Syntaxin-1 is a t-SNARE (target SNARE) protein essential for synaptic vesicle fusion. It partners with SNAP-25 and VAMP2 to form the ternary SNARE complex that mediates neurotransmitter release at the presynaptic terminal.
Syntaxin-1 is a 35 kDa transmembrane protein localized to the presynaptic plasma membrane. It is one of the key components of the synaptic vesicle release machinery and is essential for fast synaptic transmission.
| Attribute | Value |
|---|---|
| Gene Symbol | STX1A |
| Chromosomal Location | 7q11.23 |
| Protein Name | Syntaxin-1A |
| UniProt | P61266 |
| Molecular Weight | 35 kDa |
Syntaxin-1 contains:
Syntaxin-1 mediates:
Botulinum neurotoxin C targets syntaxin-1 for therapeutic muscle relaxation in dystonia and spasticity.

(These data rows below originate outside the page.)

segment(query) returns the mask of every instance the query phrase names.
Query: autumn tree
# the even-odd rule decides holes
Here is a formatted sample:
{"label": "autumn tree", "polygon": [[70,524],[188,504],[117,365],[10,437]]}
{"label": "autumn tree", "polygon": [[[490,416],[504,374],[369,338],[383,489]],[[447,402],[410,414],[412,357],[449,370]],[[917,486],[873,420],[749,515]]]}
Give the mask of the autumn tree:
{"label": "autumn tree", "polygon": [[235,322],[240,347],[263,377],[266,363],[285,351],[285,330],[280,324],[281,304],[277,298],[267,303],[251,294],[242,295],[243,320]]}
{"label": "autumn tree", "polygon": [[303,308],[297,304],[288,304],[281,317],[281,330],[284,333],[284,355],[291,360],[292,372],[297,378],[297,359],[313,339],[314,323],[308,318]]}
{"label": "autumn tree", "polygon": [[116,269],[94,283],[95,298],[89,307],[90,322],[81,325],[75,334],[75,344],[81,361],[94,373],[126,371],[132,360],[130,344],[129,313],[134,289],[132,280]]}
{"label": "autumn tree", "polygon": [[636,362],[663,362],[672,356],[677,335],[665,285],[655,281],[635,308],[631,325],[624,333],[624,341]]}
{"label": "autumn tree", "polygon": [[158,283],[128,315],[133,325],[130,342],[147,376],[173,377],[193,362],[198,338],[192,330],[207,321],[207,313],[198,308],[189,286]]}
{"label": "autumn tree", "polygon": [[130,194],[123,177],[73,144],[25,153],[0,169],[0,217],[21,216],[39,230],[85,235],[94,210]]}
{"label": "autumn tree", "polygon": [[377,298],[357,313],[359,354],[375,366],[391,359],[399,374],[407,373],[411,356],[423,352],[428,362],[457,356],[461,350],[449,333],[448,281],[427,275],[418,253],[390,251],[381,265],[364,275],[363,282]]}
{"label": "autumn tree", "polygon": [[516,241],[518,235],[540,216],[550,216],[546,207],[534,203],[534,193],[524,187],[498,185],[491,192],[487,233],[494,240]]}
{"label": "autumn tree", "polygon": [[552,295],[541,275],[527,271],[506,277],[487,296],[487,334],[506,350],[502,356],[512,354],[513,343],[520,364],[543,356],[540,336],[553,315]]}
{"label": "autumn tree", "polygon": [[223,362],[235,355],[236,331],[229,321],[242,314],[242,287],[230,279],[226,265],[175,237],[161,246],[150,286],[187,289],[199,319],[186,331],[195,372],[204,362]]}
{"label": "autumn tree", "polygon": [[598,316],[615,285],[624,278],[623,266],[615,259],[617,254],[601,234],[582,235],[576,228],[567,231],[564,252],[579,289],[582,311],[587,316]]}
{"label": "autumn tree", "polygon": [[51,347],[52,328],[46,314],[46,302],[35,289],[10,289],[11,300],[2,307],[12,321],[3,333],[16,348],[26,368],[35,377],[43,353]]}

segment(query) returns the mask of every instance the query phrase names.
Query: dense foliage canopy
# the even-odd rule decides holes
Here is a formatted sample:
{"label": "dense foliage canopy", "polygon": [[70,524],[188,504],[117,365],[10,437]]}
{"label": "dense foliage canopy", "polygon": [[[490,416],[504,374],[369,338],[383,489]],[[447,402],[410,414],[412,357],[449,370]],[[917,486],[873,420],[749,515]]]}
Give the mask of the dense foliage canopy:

The study of Stx1 — Syntaxin 1 has evolved significantly over the past decades. Research in this area has revealed important insights into the underlying mechanisms of neurodegeneration and continues to drive therapeutic development.
Historical context and key discoveries in this field have shaped our current understanding and will continue to guide future research directions.
Botulinum neurotoxin C (BoNT/C) specifically cleaves syntaxin-1 at the neuronal plasma membrane:
Syntaxin-1 plays a crucial role in synaptic homeostasis:
Altered syntaxin-1 function is observed in:
Syntaxin-1 interacts with numerous synaptic proteins:
| Partner | Interaction Type | Function |
|---|---|---|
| SNAP-25 | SNARE complex | Membrane fusion |
| VAMP2 | SNARE complex | Vesicle docking |
| Munc18 | Binding | Syntaxin chaperone |
| Munc13 | Binding | Vesicle priming |
| RIM | Binding | Active zone organization |
| Synaptotagmin-1 | Calcium sensing | Fusion trigger |
Syntaxin-1 modulators are being investigated for:
Multiple syntaxin-1 isoforms exist:
Syntaxin-1 is a central player in synaptic vesicle fusion, forming the t-SNARE component of the SNARE complex. Its dysfunction contributes to multiple neurological disorders, making it both a therapeutic target and a potential biomarker.